でも、"Find my Tokyo." という英語は?ですね。すでに英語の先生方や学習者の方々がブログなどで書かれているように、少し不自然です。どうすれば自然になるのか考えてみましょう。

英語は日本語に比べて、文法の融通があまりきかない言葉です。"Find ~" まで言ったところで、問答無用で「それは命令文なので主語は You」となってしまいます。日本人としては「固いこと言わずに」と思いますが、"Find" で文を始めるならば、英語としては "Find your Tokyo" (あなたの東京をみつけよう!)というのが正しい文です。でも、石原さとみさん演じるこのプロモーションの意図は、「私にとっての東京の魅力を見つける毎日〜」というニュアンスですね。ではどうすればいいでしょうか?

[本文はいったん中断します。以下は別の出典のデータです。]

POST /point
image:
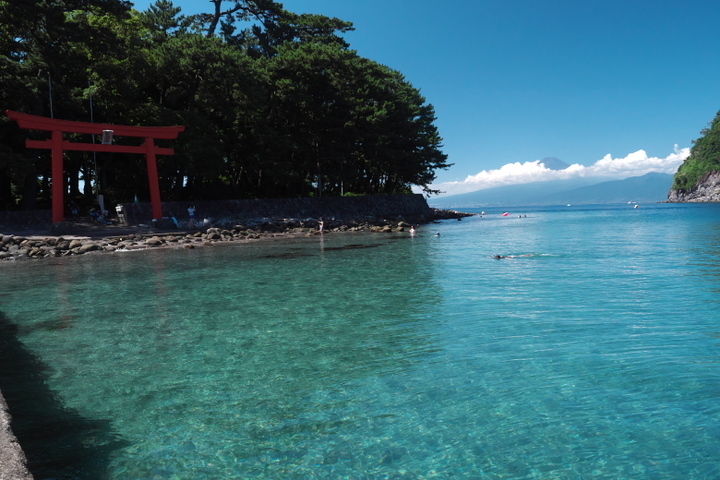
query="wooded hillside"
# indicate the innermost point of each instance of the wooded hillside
(276, 104)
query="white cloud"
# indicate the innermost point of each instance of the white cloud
(633, 165)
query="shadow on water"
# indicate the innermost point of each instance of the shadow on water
(57, 441)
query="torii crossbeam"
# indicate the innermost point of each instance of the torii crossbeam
(58, 146)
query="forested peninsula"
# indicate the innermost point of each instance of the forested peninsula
(276, 104)
(698, 178)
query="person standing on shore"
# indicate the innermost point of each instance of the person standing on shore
(191, 214)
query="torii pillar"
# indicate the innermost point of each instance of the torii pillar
(58, 146)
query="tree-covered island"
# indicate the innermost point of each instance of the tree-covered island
(275, 104)
(697, 177)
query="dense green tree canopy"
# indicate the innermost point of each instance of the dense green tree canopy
(704, 158)
(276, 104)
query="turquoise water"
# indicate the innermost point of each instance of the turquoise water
(593, 354)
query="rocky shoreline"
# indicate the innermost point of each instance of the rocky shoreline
(35, 245)
(707, 190)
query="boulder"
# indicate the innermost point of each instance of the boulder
(88, 247)
(154, 241)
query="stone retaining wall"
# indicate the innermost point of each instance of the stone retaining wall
(413, 207)
(408, 206)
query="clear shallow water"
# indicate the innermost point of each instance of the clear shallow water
(372, 356)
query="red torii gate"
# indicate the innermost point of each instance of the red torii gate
(58, 145)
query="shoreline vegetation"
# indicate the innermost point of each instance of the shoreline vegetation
(88, 238)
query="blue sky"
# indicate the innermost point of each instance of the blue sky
(617, 88)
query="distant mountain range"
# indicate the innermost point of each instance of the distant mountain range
(652, 187)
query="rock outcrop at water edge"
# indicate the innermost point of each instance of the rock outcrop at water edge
(706, 190)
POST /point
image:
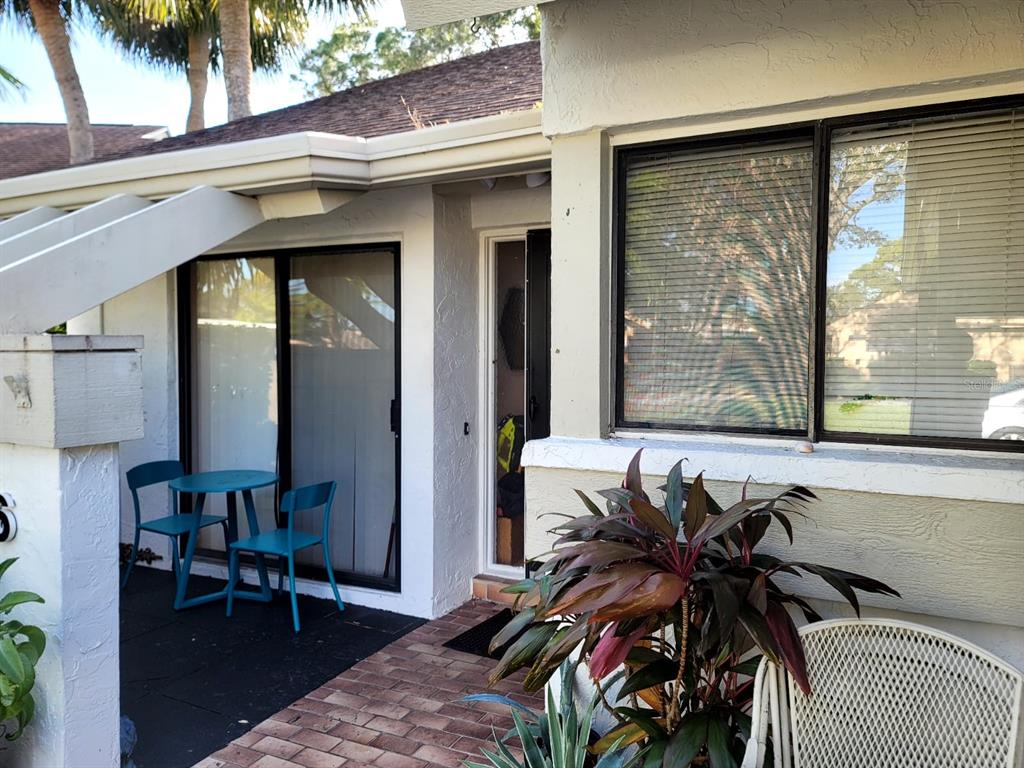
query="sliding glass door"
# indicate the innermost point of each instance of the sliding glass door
(294, 369)
(342, 313)
(236, 379)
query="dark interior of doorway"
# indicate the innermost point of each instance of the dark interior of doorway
(522, 343)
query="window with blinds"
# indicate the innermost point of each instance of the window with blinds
(716, 288)
(925, 285)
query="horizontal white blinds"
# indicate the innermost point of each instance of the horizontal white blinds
(925, 314)
(717, 287)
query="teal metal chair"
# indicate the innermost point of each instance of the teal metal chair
(172, 525)
(286, 542)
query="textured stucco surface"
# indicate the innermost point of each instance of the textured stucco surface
(947, 558)
(620, 73)
(612, 64)
(456, 344)
(67, 545)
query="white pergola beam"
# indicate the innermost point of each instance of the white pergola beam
(70, 225)
(66, 280)
(24, 221)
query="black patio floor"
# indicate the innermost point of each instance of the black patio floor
(194, 680)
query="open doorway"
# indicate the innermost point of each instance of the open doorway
(518, 333)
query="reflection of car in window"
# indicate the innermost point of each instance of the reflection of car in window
(1005, 418)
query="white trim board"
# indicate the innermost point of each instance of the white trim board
(484, 146)
(925, 472)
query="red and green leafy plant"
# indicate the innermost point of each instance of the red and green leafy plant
(680, 597)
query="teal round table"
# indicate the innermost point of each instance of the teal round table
(229, 482)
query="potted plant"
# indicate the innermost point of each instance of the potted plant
(678, 603)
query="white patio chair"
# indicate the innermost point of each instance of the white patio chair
(888, 693)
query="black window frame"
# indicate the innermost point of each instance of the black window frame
(820, 132)
(185, 290)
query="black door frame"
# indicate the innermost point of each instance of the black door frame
(185, 329)
(538, 406)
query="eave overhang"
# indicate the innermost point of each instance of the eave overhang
(420, 13)
(485, 146)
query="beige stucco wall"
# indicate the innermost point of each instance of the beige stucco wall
(956, 564)
(609, 64)
(615, 74)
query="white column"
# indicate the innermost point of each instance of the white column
(76, 397)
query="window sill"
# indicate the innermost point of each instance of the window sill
(943, 473)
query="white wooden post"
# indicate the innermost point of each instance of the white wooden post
(66, 401)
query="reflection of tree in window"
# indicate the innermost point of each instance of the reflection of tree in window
(338, 310)
(718, 256)
(925, 291)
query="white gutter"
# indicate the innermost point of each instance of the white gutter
(420, 13)
(502, 143)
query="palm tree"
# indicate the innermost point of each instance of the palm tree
(49, 19)
(9, 84)
(185, 37)
(237, 44)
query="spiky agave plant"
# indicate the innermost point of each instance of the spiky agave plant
(557, 737)
(680, 595)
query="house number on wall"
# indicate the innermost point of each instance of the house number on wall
(8, 523)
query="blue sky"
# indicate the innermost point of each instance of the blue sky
(120, 91)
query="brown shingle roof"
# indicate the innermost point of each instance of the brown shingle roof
(35, 147)
(502, 80)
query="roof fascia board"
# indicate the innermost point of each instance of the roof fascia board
(420, 13)
(293, 162)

一つの解決策は、動詞の原形 "Find" を使わず、かわりに過去形の "Found" を使うことです。英語では自分の過去の行動を振り返る際に、主語を省略して過去形を使うことがよくあるので、このコピーを、"Found my Tokyo." とすれば、"I found my Tokyo" の "I" が省略された感じで、英語としては自然になります。意味としては「私にとっての東京の魅力、ついに見つけた!」という感じです。しかし、東京オリンピックパラリンピックに向けて、過去形ではなく、現在進行形で発信していきたいというのが東京メトロのねらいだと思います。

 a. Find my Tokyo. → 英語として不自然

 b. Found my Tokyo. → 英語としては自然になるが、意味が合わない

現在進行形と書いたところなので、では "Find" を "Finding" としてはどうでしょうか?実はこれが一番ねらっている意味に近くなります。

 c. Finding my Tokyo

英語としては、a, b が文法的に「文」であるのに対して、c は「文の一部」になります。文法用語を使うならば「付帯状況を表す従属節」ということになり、その後に続く部分を修飾します。「私の東京を発見しながら〜」という意味になり、探しながら何をするのか(意味の主要部分)は含まれない表現なので、その部分は受け手にゆだねる感じになります。東京の魅力を発見しながら、『オリ・パラで来日する外国人をおもてなししたい』『今まで知らなかった東京を探索してみよう』というポジティブな意味を発信できるように思います。

東京メトロのみなさん、まだ遅くないですよ。外国人アスリートに「この英語不自然じゃない?」と言われる前に、しれっとコピーを変えてしまいましょう。Find → Finding、たった3文字の追加で日本人の英語に対する評価アップです!